Rank-based approaches are among the most popular nonparametric methods for univariate data in tackling statistical problems such as hypothesis testing due to their robustness and effectiveness. However, they are unsatisfactory for more complex data. In the era of big data, high-dimensional and non-Euclidean data, such as networks and images, are ubiquitous and pose challenges for statistical analysis. Existing multivariate ranks such as component-wise, spatial, and depth-based ranks do not apply to non-Euclidean data and have limited performance for high-dimensional data. Instead of dealing with the ranks of observations, we propose two types of ranks applicable to complex data based on a similarity graph constructed on observations: a graph-induced rank defined by the inductive nature of the graph and an overall rank defined by the weight of edges in the graph. To illustrate their utilization, both the new ranks are used to construct test statistics for the two-sample hypothesis testing, which converge to the $\chi_2^2$ distribution under the permutation null distribution and some mild conditions of the ranks, enabling an easy type-I error control. Simulation studies show that the new method exhibits good power under a wide range of alternatives compared to existing methods. The new test is illustrated on the New York City taxi data for comparing travel patterns in consecutive months and a brain network dataset comparing male and female subjects.

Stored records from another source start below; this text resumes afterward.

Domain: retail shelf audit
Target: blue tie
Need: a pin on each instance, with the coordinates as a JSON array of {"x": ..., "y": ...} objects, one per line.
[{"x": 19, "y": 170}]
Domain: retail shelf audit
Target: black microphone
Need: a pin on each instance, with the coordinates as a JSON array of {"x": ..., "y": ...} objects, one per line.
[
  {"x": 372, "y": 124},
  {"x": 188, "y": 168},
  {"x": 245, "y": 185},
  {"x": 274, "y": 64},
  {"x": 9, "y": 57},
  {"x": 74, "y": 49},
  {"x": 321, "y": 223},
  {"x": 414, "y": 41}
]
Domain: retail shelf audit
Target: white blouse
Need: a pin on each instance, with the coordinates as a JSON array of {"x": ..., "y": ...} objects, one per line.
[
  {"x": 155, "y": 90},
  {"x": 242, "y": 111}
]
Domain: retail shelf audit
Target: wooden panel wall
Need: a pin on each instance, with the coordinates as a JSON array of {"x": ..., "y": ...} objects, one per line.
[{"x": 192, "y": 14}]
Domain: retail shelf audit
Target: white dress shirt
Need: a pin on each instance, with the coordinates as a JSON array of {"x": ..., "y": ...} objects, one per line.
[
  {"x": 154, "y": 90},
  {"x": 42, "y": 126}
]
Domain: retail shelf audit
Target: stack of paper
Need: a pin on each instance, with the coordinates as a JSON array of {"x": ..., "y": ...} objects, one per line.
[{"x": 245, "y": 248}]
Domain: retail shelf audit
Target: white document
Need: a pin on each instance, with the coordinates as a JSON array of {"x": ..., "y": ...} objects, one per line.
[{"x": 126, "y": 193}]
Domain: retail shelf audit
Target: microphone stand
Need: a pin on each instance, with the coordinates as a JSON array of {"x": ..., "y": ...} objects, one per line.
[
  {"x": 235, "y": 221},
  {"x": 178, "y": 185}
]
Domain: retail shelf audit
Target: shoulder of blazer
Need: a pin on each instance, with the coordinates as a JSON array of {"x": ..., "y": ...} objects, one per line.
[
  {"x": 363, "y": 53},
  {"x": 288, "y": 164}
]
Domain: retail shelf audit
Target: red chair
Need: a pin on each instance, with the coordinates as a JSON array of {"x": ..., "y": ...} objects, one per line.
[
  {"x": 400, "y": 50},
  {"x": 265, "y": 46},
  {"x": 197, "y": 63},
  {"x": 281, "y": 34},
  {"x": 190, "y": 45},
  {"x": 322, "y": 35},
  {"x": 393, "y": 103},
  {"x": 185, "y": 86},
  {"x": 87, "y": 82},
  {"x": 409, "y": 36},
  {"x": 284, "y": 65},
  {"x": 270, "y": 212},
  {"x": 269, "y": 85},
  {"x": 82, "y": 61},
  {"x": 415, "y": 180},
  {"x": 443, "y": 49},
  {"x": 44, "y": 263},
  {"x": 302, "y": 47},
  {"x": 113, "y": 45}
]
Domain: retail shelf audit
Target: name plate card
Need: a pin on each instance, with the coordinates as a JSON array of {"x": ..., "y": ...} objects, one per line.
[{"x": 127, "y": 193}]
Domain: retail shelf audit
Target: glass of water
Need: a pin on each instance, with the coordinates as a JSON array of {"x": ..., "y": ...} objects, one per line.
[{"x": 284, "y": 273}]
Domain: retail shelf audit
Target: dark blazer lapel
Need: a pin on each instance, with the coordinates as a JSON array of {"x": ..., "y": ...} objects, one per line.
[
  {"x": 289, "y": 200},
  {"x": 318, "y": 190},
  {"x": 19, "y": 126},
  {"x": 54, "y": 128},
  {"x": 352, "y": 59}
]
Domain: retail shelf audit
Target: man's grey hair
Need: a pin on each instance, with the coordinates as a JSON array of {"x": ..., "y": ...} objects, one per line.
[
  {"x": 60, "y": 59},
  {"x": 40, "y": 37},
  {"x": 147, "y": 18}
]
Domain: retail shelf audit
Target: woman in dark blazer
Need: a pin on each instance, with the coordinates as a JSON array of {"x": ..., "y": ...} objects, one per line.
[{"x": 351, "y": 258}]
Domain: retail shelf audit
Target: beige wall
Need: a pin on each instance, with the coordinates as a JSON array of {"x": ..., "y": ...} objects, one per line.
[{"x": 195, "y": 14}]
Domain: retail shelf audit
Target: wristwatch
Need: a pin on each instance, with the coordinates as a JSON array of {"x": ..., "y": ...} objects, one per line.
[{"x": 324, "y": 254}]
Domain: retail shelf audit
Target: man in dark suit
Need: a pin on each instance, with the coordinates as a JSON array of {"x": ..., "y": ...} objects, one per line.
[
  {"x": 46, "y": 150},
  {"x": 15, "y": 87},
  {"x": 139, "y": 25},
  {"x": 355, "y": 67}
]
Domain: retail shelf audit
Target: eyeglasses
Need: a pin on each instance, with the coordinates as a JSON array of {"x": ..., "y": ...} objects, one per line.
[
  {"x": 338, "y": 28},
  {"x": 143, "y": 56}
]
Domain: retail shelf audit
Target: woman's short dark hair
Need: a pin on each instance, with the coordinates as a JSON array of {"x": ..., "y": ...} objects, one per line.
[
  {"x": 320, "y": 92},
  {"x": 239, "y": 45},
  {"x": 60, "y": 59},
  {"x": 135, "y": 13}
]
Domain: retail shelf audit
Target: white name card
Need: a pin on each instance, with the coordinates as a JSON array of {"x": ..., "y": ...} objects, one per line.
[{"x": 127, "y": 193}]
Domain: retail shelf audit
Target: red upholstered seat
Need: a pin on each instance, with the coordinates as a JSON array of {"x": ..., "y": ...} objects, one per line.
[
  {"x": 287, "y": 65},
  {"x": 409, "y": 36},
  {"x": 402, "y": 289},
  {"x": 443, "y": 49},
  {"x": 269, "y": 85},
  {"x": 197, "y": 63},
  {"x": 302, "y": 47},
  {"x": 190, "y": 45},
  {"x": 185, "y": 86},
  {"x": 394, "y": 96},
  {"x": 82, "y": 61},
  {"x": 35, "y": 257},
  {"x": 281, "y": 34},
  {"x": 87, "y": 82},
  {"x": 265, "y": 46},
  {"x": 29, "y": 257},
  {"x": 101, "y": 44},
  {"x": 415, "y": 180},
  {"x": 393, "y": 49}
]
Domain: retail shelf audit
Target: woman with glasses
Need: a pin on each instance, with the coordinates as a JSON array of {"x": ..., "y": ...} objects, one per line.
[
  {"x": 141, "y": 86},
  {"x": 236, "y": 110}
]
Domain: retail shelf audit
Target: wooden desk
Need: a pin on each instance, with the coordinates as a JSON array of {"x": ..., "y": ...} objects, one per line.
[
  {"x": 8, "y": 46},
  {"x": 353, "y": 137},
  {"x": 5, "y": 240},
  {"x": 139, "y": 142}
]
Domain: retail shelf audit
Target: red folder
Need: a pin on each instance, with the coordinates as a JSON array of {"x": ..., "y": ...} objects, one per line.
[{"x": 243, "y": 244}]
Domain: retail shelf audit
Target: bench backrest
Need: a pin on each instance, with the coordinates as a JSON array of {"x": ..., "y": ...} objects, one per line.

翻译：基于秩的方法因其鲁棒性和有效性，是单变量数据中解决假设检验等统计问题最流行的非参数方法之一。然而，这些方法在处理更复杂的数据时并不理想。在大数据时代，高维和非欧几里得数据（如网络和图像）普遍存在，给统计分析带来了挑战。现有的多变量秩方法（如分量秩、空间秩和深度秩）不适用于非欧几里得数据，且在高维数据上性能有限。我们提出基于观测数据构建的相似图，定义两种适用于复杂数据的秩：一种是通过图的归纳性质定义的图诱导秩，另一种是由图中边的权重定义的整体秩。为说明其应用，这两种新秩被用于构造两样本假设检验的检验统计量，在置换零分布和秩的某些温和条件下，该统计量收敛于$\chi_2^2$分布，从而易于控制第一类错误。模拟研究表明，与现有方法相比，新方法在多种备择假设下表现出良好的检验功效。该新检验方法被应用于纽约市出租车数据（比较连续月份的出行模式）和大脑网络数据集（比较男性和女性受试者）中。